On Behalf of | Feb 18, 2019 | Drunk Driving |

When motorists are pulled over on suspicion of drinking and driving, law enforcement officers may ask them to take a breath test. Roadside breath test devices are used to measure a driver’s blood alcohol content level and determine whether it is over the legal limit of 0.08. The problem stems from the fact that many roadside breath test devices yield inaccurate results when compared to the blood alcohol level readings obtained from an actual blood sample. According to the State University of New York at Potsdam, breath test results obtained from a roadside device may vary by at least 15 percent from the readings of an actual blood test. Furthermore, at least one in four people tested will have inflated breath test readings. This could lead to a wrongful DUI arrest and potentially false conviction.

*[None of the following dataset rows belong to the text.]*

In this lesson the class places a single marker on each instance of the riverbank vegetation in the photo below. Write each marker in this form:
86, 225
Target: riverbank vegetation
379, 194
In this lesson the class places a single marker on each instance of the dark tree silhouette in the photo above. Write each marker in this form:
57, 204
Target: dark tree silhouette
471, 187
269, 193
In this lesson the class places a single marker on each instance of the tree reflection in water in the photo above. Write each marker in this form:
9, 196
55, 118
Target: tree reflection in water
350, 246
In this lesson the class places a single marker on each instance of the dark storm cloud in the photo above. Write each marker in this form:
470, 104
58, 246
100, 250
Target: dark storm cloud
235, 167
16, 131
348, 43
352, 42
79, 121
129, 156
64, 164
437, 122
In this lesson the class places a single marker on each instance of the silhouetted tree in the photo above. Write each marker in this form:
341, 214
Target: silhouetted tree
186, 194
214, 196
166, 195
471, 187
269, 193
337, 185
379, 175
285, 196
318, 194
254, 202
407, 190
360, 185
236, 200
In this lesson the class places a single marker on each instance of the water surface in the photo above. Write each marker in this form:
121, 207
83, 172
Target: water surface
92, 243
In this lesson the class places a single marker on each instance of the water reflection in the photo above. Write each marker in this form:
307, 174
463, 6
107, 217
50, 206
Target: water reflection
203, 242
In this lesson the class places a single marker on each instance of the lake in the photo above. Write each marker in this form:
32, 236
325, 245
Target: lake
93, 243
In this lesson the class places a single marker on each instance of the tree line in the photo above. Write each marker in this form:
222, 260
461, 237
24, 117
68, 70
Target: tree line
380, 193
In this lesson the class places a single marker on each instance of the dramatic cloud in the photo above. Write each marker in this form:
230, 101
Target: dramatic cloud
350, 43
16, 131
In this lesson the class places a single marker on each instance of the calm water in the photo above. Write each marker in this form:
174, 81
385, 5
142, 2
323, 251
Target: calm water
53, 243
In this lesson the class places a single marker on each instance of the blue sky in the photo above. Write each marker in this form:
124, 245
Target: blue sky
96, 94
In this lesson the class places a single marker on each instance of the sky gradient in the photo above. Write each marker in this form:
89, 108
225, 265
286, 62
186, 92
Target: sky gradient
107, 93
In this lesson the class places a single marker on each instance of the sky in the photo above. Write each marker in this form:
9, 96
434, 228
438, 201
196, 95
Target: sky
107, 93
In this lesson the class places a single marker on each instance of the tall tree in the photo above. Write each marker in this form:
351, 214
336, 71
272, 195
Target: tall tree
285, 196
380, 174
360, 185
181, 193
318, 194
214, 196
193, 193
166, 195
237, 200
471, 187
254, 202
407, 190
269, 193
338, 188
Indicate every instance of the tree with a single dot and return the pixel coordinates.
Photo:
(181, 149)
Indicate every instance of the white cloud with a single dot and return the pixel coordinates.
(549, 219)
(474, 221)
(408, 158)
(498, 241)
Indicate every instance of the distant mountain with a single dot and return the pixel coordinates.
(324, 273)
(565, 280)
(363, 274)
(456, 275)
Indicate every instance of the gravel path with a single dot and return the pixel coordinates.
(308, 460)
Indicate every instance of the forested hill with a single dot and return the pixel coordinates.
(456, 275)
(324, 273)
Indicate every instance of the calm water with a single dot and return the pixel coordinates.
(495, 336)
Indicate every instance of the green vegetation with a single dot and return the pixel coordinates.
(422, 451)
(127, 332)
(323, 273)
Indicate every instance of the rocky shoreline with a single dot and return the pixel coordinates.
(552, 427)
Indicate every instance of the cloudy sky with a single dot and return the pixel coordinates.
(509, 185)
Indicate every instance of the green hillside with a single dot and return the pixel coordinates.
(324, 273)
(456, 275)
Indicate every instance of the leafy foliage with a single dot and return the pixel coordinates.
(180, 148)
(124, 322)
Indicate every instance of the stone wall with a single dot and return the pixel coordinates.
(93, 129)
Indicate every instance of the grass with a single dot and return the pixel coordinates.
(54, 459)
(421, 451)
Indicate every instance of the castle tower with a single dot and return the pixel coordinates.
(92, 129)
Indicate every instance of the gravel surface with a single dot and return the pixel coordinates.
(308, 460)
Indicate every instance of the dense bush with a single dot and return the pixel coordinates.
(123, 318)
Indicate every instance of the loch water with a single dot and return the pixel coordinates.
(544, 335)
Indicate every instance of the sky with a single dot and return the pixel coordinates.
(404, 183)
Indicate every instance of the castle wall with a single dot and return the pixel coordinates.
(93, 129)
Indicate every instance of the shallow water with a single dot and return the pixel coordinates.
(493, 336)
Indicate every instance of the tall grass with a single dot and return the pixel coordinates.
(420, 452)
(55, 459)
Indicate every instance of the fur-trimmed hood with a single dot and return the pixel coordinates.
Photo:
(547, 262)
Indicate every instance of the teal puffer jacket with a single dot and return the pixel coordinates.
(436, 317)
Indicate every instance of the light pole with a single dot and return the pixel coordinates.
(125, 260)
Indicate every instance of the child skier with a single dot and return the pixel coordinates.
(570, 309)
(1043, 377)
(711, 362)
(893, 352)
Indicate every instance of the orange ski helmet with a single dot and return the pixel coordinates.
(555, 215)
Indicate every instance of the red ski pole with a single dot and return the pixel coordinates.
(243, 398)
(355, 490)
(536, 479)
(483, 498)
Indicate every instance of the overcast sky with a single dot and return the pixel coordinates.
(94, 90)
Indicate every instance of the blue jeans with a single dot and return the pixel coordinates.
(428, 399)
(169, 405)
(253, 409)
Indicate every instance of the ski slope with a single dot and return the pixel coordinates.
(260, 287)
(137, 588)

There are several factors that contribute to the inaccurate readings obtained through a breath test device. Some of the following can influence readings and cause them to be higher than normal:

  •          The relative humidity and temperature of the air
  •          Cigarette smoke, gas fumes and pollution
  •          Electrical interference from cellphones or officers’ radios
  •          Residual food, drink, blood or vomit in a person’s mouth

Breath test devices must also be calibrated regularly and set to read in the temperature and humidity of the area in which they are being used. If law enforcement officers fail to use the device properly, it could lead to inaccurate results as well. The most accurate way of obtaining a BAC is to take a blood test.